Mal havia assentado a notícia de que Philip Roth (foto) parou de escrever, o húngaro Imre Kertész anunciou que também estava pendurando as chuteiras. Isso acrescentou um prêmio Nobel a um eterno candidato ao prêmio Nobel na lista dos desistentes da literatura e criou um campo fértil para piadas – nervosas, porque o tema toca em angústias mais profundas do que gostaríamos de admitir – entre escritores das minhas relações. Quem mais faria bem à própria obra se mostrasse a mesma clarividência e a mesma coragem de reconhecer que já disse tudo o que tinha a dizer, que o que resta agora é só um vício, um hábito besta e não muito diferente daquele que Alexander Portnoy exercita à exaustão num dos livros mais famosos de Roth?

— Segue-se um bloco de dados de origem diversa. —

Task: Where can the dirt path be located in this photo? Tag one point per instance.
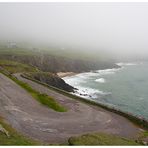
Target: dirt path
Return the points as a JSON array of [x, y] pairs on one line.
[[35, 120]]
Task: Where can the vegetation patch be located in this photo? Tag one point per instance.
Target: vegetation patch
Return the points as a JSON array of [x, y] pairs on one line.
[[14, 137], [42, 98], [16, 67], [100, 139]]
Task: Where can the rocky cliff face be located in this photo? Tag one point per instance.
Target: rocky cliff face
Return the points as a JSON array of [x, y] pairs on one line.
[[51, 79], [48, 63]]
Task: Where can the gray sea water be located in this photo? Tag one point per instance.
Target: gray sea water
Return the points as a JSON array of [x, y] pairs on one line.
[[125, 88]]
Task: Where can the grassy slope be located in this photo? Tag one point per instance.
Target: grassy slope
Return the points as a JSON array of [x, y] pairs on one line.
[[16, 67], [42, 98], [100, 139], [13, 67], [15, 138]]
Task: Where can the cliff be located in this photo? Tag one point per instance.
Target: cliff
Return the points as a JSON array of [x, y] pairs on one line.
[[51, 79]]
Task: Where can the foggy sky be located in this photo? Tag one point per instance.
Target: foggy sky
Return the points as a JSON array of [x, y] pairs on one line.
[[114, 27]]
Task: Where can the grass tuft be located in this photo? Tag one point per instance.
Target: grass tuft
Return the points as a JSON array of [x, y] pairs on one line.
[[15, 138]]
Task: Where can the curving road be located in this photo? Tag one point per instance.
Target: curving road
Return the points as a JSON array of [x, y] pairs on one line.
[[31, 118]]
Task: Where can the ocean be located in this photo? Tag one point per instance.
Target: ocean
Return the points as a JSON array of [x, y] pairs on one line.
[[124, 88]]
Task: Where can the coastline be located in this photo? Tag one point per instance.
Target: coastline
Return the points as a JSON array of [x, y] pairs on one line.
[[66, 74]]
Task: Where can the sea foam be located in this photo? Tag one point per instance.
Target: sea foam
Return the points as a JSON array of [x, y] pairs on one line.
[[100, 80]]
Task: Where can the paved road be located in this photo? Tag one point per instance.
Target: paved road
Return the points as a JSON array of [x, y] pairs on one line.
[[31, 118]]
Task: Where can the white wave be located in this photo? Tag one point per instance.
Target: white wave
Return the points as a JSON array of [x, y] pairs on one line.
[[108, 71], [100, 80], [89, 92], [126, 64]]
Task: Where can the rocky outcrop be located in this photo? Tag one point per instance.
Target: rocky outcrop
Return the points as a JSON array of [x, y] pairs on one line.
[[51, 79]]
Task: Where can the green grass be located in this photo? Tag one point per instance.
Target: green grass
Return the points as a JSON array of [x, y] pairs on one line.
[[134, 119], [15, 138], [42, 98], [100, 139], [16, 67]]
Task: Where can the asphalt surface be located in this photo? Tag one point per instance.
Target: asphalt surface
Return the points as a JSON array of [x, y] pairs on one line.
[[33, 119]]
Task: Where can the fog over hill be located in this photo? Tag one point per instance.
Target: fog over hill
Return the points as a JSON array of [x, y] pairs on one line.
[[118, 29]]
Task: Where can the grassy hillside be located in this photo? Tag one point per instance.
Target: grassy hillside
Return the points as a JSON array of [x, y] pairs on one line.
[[14, 137], [16, 67], [57, 60]]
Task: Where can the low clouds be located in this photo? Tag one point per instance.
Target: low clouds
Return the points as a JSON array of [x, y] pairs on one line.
[[120, 28]]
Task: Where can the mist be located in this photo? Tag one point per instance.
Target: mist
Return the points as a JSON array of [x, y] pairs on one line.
[[120, 29]]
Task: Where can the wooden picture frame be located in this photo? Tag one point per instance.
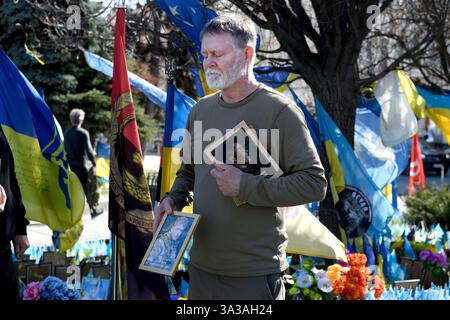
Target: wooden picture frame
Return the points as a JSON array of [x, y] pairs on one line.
[[101, 271], [169, 243], [273, 171], [38, 272]]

“Não vamos citar nomes”, disse o mais experiente e sábio da rodinha. O que não impediu, claro, que nomes fossem citados, de gente consagrada a um ou dois jovens autores da “Granta”. Estávamos entre amigos. A graça da maledicência descompromissada repousava no acordo tácito de que ninguém se viraria para o outro para dizer: “Você, por exemplo”. No máximo, num arroubo mais ousado de humor autodepreciativo (que também provocaria constrangimento), um de nós poderia se voltar contra si mesmo: “Eu, por exemplo”. Pois a verdade é que nenhuma dessas possibilidades pode ser afastada quando se entra no terreno perigoso ao qual Roth e Kertész nos arrastaram.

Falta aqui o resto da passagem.